If a person on going to his work, or while going an errand, were to see a hare cross the road in front of him, it was a token that ill luck would shortly befall him. Many under such circumstances would return home and not pursue their quest until the next meal had been eaten, for beyond that the evil influence did not extend. This superstition is very old, but it is not in every country or age connected with the hare. We have already seen in a quotation from Ovid that this superstition existed in his day, (page 2.) Probably the hare has been adopted in this country from the belief that witches assumed the form of that animal when on their nightly rambles, for how was the wayfarer to know that the hare which he saw was not a transformed witch, intent on working him mischief?

The cat was always a favourite in a family, and nothing was more unlucky than for one to die inside the house. I have known cases where, when such a misfortune occurred, the family were thrown into great consternation, surmising what possible form of evil this omen portended to them. Generally when a cat was known to be ailing, the animal was removed from the house and placed in the coal cellar, or other outhouse, with plenty of food, and kept there until it either recovered or died. With the ancient Egyptians the cat was one of their favourite animals. The death of a cat belonging to a family was considered a great misfortune. Upon the occurrence of such an event the household went into mourning, shaving off their eyebrows, and otherwise indicating their sorrow. In Scotland it was believed that witches often assumed the cat form while exercising their evil influence over a family.

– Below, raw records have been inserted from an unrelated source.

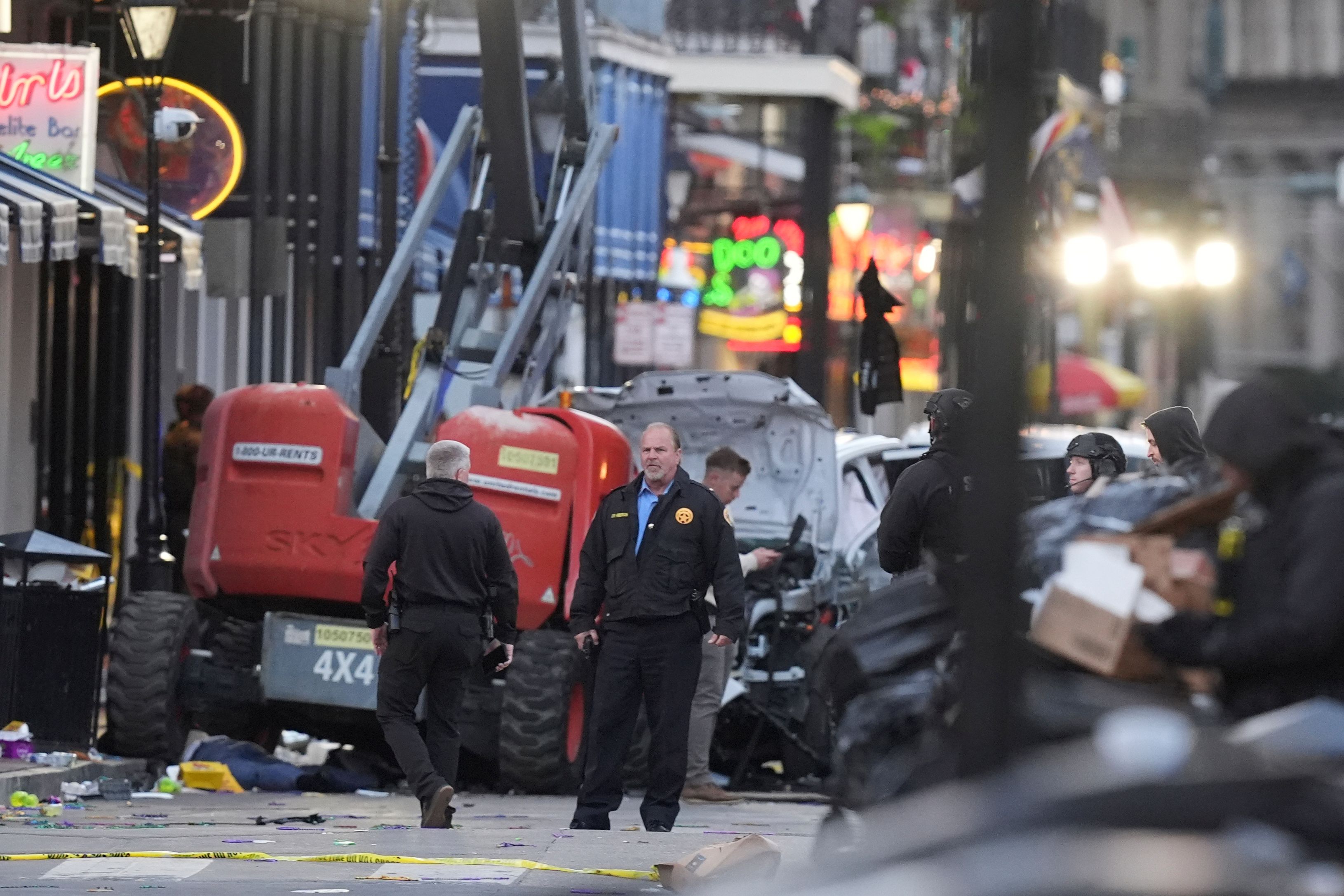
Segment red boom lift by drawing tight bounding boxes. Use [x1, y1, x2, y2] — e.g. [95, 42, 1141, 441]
[108, 0, 632, 793]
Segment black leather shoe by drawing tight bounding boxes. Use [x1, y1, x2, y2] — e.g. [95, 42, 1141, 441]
[421, 785, 453, 828]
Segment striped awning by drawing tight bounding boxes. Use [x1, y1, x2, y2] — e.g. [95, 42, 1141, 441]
[94, 175, 206, 292]
[0, 156, 128, 271]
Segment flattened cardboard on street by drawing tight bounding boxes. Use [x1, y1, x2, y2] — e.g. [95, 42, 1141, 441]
[653, 834, 781, 892]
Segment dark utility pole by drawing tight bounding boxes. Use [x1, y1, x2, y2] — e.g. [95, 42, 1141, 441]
[247, 0, 277, 383]
[954, 0, 1039, 775]
[793, 98, 848, 406]
[374, 0, 410, 283]
[116, 0, 177, 591]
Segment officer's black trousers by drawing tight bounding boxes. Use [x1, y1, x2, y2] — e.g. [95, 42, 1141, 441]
[378, 606, 481, 804]
[574, 613, 707, 828]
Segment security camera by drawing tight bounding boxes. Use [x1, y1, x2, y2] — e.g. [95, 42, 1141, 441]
[155, 108, 204, 144]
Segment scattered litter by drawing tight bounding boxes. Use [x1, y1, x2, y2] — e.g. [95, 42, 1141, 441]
[28, 752, 75, 769]
[61, 781, 98, 798]
[253, 813, 327, 825]
[364, 863, 527, 884]
[41, 853, 214, 881]
[653, 834, 781, 892]
[98, 775, 130, 801]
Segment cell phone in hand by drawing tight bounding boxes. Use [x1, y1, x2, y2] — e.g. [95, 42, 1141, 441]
[481, 644, 508, 678]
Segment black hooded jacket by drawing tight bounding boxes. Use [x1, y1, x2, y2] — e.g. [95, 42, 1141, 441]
[1144, 406, 1218, 490]
[362, 480, 517, 644]
[1148, 381, 1344, 717]
[878, 390, 970, 575]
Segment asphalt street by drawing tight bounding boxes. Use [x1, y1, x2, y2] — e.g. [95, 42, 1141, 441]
[0, 793, 825, 896]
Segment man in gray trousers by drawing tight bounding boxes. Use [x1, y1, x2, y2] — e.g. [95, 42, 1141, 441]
[681, 446, 780, 802]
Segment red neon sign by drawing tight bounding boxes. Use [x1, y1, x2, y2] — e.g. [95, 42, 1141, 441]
[0, 59, 85, 109]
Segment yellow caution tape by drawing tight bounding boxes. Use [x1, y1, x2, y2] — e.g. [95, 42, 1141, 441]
[0, 850, 658, 880]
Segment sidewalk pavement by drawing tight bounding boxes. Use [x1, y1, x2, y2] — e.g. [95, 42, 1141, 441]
[0, 793, 827, 896]
[0, 759, 145, 807]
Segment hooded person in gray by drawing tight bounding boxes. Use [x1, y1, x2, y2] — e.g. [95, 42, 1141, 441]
[1144, 381, 1344, 717]
[1144, 404, 1218, 492]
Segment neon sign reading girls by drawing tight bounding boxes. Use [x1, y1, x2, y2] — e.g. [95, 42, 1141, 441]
[0, 59, 85, 109]
[0, 45, 98, 192]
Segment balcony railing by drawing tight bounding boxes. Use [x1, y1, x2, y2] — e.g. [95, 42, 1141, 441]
[667, 0, 804, 54]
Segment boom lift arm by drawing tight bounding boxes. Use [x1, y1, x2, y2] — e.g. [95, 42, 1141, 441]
[324, 0, 617, 519]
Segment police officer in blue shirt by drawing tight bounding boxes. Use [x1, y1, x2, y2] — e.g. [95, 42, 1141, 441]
[570, 423, 745, 832]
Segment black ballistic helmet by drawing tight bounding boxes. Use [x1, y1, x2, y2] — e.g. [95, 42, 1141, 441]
[1064, 433, 1126, 478]
[925, 390, 970, 441]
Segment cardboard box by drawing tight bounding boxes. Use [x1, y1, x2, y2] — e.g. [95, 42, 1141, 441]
[653, 834, 781, 892]
[1031, 584, 1163, 681]
[1078, 535, 1175, 598]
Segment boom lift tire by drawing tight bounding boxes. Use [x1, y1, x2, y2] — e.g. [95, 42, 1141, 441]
[195, 616, 280, 750]
[498, 629, 585, 794]
[108, 591, 196, 762]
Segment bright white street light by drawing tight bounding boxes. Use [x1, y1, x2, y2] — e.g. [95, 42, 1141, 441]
[915, 239, 942, 277]
[836, 184, 872, 243]
[1195, 239, 1236, 289]
[1063, 234, 1110, 286]
[1129, 239, 1184, 289]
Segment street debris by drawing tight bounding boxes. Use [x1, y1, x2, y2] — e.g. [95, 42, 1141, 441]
[653, 834, 782, 892]
[253, 813, 329, 830]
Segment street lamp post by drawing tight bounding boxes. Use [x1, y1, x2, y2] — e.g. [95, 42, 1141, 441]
[118, 0, 181, 591]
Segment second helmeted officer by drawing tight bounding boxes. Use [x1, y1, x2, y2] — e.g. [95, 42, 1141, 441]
[570, 423, 745, 832]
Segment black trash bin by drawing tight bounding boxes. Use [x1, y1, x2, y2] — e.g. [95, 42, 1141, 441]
[0, 531, 112, 750]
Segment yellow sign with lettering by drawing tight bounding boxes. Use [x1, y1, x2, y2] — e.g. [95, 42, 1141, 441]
[313, 625, 374, 650]
[498, 444, 560, 475]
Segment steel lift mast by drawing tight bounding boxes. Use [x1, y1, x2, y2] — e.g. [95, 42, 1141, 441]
[324, 0, 617, 519]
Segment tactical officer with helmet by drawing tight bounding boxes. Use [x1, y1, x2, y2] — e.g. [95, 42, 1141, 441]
[878, 388, 972, 575]
[570, 423, 745, 832]
[1064, 433, 1126, 494]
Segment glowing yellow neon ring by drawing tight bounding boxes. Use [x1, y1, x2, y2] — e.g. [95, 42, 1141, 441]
[98, 78, 243, 220]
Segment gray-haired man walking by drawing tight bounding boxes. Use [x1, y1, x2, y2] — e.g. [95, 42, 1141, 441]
[362, 442, 517, 828]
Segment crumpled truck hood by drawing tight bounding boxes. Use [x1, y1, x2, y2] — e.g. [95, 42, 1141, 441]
[583, 371, 839, 559]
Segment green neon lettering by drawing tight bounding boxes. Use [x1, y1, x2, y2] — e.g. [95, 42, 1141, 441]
[711, 236, 733, 271]
[733, 239, 755, 267]
[753, 236, 780, 269]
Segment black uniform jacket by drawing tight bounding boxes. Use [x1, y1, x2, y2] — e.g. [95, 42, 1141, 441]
[362, 480, 517, 644]
[878, 443, 970, 575]
[1148, 381, 1344, 717]
[570, 469, 745, 641]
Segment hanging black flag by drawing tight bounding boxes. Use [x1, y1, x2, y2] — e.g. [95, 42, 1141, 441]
[859, 259, 905, 415]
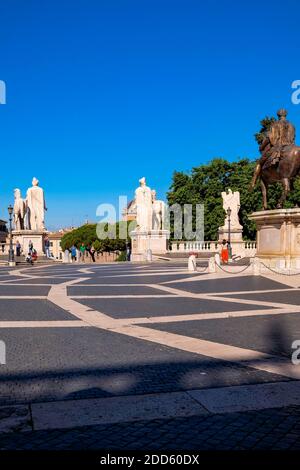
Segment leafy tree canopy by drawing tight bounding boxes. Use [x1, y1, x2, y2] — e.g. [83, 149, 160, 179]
[61, 222, 132, 252]
[167, 158, 300, 240]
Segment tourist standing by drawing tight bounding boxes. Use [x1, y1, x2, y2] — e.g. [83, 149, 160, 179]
[80, 243, 86, 263]
[71, 245, 77, 263]
[221, 240, 229, 264]
[16, 240, 21, 256]
[44, 237, 51, 258]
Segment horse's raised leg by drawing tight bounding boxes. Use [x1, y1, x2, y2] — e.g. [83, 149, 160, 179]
[277, 178, 290, 209]
[260, 180, 268, 211]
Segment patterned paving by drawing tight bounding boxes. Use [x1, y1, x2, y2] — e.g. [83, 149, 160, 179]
[0, 263, 300, 448]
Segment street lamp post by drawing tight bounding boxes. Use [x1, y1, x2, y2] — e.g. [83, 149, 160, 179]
[227, 207, 232, 261]
[7, 205, 16, 266]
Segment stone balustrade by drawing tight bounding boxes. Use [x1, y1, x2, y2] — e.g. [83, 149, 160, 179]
[170, 240, 256, 258]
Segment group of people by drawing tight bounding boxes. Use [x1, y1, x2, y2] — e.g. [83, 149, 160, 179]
[16, 237, 52, 264]
[26, 240, 37, 264]
[221, 239, 231, 264]
[69, 243, 96, 263]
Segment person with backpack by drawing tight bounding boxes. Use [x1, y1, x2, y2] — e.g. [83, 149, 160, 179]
[70, 245, 77, 263]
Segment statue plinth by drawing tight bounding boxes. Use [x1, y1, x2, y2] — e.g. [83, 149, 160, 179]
[130, 229, 170, 261]
[249, 208, 300, 269]
[218, 226, 243, 242]
[12, 230, 47, 256]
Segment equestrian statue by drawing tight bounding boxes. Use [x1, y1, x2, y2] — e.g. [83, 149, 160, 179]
[251, 109, 300, 210]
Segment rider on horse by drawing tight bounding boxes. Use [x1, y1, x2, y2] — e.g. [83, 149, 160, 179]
[251, 109, 295, 187]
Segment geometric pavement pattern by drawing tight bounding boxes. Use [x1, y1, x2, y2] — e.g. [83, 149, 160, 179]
[0, 262, 300, 449]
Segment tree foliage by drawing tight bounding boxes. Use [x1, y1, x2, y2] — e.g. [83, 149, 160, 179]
[61, 222, 135, 252]
[167, 158, 300, 240]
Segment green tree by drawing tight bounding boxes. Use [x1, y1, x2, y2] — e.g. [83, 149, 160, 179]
[167, 158, 300, 240]
[61, 222, 133, 253]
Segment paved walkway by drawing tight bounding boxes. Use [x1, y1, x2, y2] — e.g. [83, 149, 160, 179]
[0, 263, 300, 449]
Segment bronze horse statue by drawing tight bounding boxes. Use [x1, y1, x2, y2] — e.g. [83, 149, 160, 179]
[255, 145, 300, 210]
[250, 109, 300, 210]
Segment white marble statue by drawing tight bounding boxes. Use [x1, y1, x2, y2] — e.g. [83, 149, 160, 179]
[135, 177, 152, 231]
[222, 189, 241, 228]
[152, 189, 165, 230]
[14, 188, 26, 230]
[26, 178, 47, 231]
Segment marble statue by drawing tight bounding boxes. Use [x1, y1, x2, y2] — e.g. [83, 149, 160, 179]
[14, 188, 26, 230]
[26, 178, 47, 231]
[135, 177, 152, 231]
[151, 190, 165, 230]
[222, 189, 241, 228]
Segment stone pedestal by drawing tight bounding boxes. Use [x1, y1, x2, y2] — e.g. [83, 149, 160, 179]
[219, 226, 245, 257]
[249, 208, 300, 270]
[130, 230, 170, 261]
[12, 230, 46, 256]
[219, 227, 243, 243]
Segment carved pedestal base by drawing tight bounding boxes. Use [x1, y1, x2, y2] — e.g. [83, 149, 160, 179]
[249, 208, 300, 270]
[12, 230, 46, 256]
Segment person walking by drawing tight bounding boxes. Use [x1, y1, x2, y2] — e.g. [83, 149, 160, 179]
[221, 240, 229, 264]
[71, 245, 77, 263]
[16, 240, 22, 256]
[80, 243, 86, 263]
[44, 237, 51, 258]
[90, 245, 96, 263]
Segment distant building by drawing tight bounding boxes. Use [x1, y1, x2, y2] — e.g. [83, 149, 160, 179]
[122, 199, 136, 222]
[0, 219, 8, 254]
[48, 227, 74, 259]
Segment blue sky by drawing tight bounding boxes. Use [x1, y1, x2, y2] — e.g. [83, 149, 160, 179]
[0, 0, 300, 228]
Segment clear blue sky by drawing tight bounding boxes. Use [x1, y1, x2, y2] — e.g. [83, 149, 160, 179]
[0, 0, 300, 228]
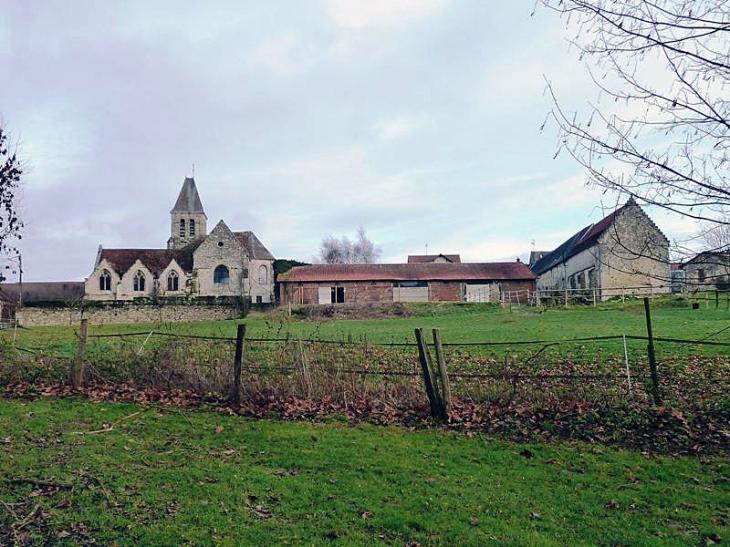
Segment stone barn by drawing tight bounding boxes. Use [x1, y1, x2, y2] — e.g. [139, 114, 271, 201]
[532, 199, 671, 298]
[278, 261, 535, 305]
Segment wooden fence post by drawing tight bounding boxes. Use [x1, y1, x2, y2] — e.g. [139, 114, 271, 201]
[433, 329, 451, 420]
[71, 319, 88, 389]
[644, 297, 662, 406]
[231, 324, 246, 407]
[416, 329, 441, 418]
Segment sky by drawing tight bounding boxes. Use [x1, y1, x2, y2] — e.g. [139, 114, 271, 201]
[0, 0, 696, 281]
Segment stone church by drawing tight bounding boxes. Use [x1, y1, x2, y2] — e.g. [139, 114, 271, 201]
[85, 178, 274, 304]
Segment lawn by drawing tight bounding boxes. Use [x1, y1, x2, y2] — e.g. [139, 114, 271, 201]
[0, 398, 730, 546]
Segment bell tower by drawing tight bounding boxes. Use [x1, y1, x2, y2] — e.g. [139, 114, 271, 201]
[167, 177, 208, 249]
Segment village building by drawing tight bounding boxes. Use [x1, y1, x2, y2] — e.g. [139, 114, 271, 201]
[85, 178, 274, 304]
[680, 251, 730, 292]
[532, 198, 670, 299]
[279, 261, 535, 305]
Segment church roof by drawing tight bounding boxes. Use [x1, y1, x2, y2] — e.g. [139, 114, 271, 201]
[170, 177, 205, 214]
[99, 248, 200, 275]
[234, 230, 276, 260]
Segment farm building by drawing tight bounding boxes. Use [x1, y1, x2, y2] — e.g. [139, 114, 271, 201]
[532, 199, 670, 298]
[279, 261, 535, 304]
[408, 254, 461, 264]
[86, 178, 274, 303]
[681, 251, 730, 291]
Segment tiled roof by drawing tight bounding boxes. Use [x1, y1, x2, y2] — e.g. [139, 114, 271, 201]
[0, 281, 84, 302]
[170, 177, 205, 214]
[279, 262, 535, 283]
[99, 248, 193, 275]
[234, 230, 275, 260]
[532, 198, 638, 275]
[408, 254, 461, 264]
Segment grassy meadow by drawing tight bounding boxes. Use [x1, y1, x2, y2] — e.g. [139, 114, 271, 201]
[0, 398, 730, 546]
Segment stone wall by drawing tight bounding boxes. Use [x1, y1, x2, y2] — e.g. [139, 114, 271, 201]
[15, 304, 241, 327]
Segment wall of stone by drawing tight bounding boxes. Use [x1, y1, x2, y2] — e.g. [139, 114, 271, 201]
[15, 304, 241, 327]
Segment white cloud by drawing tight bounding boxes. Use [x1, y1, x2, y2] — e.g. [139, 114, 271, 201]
[326, 0, 448, 29]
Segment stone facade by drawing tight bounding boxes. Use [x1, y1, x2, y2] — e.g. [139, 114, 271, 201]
[532, 200, 671, 298]
[85, 178, 274, 304]
[15, 303, 241, 327]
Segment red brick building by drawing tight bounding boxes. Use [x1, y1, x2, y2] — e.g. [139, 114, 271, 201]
[278, 261, 536, 305]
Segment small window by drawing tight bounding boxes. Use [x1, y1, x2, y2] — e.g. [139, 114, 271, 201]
[133, 271, 146, 292]
[325, 287, 345, 304]
[167, 270, 180, 291]
[213, 264, 231, 285]
[99, 270, 112, 291]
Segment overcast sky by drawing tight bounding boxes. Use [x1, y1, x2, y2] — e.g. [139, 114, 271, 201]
[0, 0, 693, 281]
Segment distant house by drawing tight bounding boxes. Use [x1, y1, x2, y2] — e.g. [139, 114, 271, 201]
[532, 198, 670, 298]
[279, 262, 535, 304]
[408, 254, 461, 264]
[681, 251, 730, 291]
[0, 281, 84, 319]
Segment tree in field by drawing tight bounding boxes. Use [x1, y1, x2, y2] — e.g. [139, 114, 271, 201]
[319, 226, 380, 264]
[0, 126, 23, 281]
[540, 0, 730, 229]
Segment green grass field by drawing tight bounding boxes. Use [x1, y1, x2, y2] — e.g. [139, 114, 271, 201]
[7, 298, 730, 356]
[0, 399, 730, 546]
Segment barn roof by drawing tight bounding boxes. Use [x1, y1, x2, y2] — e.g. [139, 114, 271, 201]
[0, 281, 84, 302]
[532, 198, 638, 275]
[99, 248, 193, 275]
[279, 262, 535, 283]
[408, 254, 461, 264]
[234, 230, 275, 260]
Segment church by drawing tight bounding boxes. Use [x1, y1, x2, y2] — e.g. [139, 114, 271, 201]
[85, 177, 274, 304]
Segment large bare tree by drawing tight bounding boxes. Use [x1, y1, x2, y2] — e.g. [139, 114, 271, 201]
[539, 0, 730, 225]
[319, 226, 380, 264]
[0, 125, 23, 281]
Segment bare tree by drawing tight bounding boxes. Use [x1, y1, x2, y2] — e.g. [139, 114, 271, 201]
[0, 126, 23, 281]
[319, 226, 380, 264]
[540, 0, 730, 225]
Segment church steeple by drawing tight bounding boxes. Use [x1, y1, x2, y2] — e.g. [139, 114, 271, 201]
[167, 177, 208, 249]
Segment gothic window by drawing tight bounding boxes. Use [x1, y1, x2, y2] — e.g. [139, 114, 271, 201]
[133, 270, 145, 292]
[99, 270, 112, 291]
[213, 264, 230, 285]
[167, 270, 180, 291]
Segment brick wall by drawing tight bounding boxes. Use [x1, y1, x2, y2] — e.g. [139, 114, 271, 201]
[428, 281, 462, 302]
[15, 304, 241, 327]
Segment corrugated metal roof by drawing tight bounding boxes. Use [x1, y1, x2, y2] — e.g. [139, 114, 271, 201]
[408, 254, 461, 264]
[170, 177, 205, 214]
[234, 230, 275, 260]
[279, 262, 535, 283]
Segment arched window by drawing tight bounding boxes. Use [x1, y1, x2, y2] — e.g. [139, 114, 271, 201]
[213, 264, 231, 285]
[167, 270, 180, 291]
[133, 270, 146, 292]
[99, 270, 112, 291]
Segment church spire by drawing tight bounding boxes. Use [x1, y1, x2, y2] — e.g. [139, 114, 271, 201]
[167, 177, 208, 249]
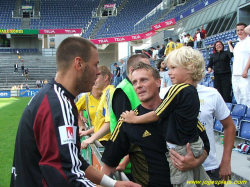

It was pretty generally believed a few years ago that in large fires kept continually burning there was generated an animal called a salamander. It required seven years to grow and attain maturity, and if the fires were kept burning longer than that there was great danger that the animal might make its escape from its fiery matrix, and, if this should happen, it would range round the world, destroying all it came in contact with, itself almost indestructible. Hence large fires, such as those of blast furnaces in ironworks, were extinguished before the expiry of the seven years, and the embryo monster taken out. Such an idea may have had its origin in a misinterpretation of some of St. John's apocalyptic visions, or may have been a survival of the legend of the fiery dragon whose very breath was fire, a legend common during the middle ages and also in ancient Rome. Bacon, in his Natural History, says—"There is an ancient tradition of the salamander that it liveth in the fire, and hath force also to extinguish the fire"; and, according to Pliny, Book X. chap. 67,—"The salamander, made in fashion of a lizard, with spots like to stars, never comes abroad, and sheweth itself only during great showers. In fair weather, he is not seen; he is of so cold a complexion that if he do but touch the fire he would quench it."—Holland. This is quite opposite to the modern notion of it that it was generated in the fire, but such legends take transformations suitable to the age and locality.

The goat has been associated both in ancient and modern times with the devil, or evil spirit, who is depicted with horns, hoofs, and a tail. In modern times, he was supposed to haunt streams and woods in this disguise, and to be present at many social gatherings. He was popularly credited with assisting, in this disguise, in the instruction of a novice into the mysteries of Freemasonry, and was supposed to allow the novice to ride on his back, and go withershins three times round the room. I have known men who were anxious to be admitted into the order deterred by the thought of thus meeting with the devil at their initiation.